The film called on the miserabalist traditions of post-war European avant garde theatre and poetry, leaning into the glossed over friendliness of a contemporary ‘happy’ urban landscape they invoke deliberate absurdity in their visuals as well as in their text. They are London shot, or in commuter towns. Moreover, the film is born out of a collaboration between two fellow and former employees of a major British Museum institution, and draws on shared experiences of the potential, and actual, vapidity of assumptions of improvement and beneficial pedagogy in such institutions, as well as shared negative experiences of a vast, global tourist deluge. In that sense, the films are born mutually, conceived by the two artists at the same time, and created without much dialogue yet with a certain sense of synchronicity. The film also explores the particular, baffled and morbid character of English attitudes to mortality, along with the specific influence of place and conformity on the quintessentially English deferral of emotion and melodrama. The films aim to capture the ambiguous menace of an often accidentally humorous resolve, manner, apology and understatement so prevalent in the English character.

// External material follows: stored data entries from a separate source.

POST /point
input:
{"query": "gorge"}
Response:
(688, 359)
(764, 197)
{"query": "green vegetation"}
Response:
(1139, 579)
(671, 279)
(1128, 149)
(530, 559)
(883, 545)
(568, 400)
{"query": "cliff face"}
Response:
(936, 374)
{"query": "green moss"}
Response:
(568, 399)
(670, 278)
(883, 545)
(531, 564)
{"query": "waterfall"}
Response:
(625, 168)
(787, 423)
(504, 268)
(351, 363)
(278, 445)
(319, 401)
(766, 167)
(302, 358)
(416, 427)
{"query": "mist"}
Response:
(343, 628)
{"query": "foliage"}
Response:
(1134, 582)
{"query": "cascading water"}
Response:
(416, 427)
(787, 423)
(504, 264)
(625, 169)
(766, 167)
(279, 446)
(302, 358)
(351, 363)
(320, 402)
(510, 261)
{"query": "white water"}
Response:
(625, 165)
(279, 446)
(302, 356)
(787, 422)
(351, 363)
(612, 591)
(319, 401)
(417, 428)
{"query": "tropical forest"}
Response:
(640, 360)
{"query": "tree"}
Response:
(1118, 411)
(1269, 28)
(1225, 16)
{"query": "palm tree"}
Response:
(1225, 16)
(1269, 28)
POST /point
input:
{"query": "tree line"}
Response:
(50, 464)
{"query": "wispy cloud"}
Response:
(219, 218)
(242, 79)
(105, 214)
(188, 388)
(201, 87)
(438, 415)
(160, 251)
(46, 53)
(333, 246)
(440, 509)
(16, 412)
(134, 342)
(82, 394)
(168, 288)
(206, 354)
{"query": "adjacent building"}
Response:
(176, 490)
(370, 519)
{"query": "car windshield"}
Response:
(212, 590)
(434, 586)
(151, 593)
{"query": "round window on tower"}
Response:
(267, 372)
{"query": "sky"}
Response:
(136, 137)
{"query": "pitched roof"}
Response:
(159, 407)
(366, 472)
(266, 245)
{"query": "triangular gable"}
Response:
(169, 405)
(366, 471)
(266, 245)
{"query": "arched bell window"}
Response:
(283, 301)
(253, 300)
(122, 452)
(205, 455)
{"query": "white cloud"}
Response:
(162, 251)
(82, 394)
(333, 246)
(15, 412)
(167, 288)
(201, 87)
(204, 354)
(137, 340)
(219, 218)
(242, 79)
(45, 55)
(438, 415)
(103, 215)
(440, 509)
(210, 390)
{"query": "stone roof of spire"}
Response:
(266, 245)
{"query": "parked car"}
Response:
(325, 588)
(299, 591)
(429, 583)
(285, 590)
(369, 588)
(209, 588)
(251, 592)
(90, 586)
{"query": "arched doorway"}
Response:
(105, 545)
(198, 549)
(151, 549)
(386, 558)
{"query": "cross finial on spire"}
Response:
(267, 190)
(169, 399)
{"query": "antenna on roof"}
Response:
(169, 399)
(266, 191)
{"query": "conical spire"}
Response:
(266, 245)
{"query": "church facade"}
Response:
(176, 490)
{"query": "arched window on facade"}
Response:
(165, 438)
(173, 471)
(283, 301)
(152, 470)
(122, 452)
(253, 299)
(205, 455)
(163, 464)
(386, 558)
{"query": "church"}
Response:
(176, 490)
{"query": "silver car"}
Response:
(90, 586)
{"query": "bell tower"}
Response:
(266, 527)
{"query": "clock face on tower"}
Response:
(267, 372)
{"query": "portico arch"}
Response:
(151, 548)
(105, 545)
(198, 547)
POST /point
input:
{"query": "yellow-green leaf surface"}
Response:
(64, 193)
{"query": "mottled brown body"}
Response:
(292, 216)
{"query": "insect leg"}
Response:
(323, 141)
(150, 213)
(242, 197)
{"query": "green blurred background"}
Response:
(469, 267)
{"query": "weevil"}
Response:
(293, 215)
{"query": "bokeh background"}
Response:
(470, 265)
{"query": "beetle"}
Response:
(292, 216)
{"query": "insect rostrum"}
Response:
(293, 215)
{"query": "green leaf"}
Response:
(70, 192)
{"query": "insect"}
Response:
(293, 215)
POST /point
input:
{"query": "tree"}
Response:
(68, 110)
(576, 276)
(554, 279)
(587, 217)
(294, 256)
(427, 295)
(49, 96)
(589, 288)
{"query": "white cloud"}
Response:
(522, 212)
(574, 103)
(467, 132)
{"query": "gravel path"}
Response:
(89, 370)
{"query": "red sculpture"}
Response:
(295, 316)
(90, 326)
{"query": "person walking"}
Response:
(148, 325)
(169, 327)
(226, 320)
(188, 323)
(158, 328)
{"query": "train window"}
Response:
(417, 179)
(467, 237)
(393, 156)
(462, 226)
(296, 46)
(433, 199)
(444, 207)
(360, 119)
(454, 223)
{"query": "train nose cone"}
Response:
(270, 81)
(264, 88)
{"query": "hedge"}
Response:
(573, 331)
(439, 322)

The New Concrete: July 2015

A really ambitious program curated by Chris McCabe and Victoria Bean, editors of the anthology the New Concrete, for the launch of the book at the Whitechapel Gallery on July 25th. Over three hours of kinetic poems and performances - screenings, readings and more. It was a really generous, communal atmosphere, good to see old friends and meet quite a few poets I have long admired but had yet to encounter in person.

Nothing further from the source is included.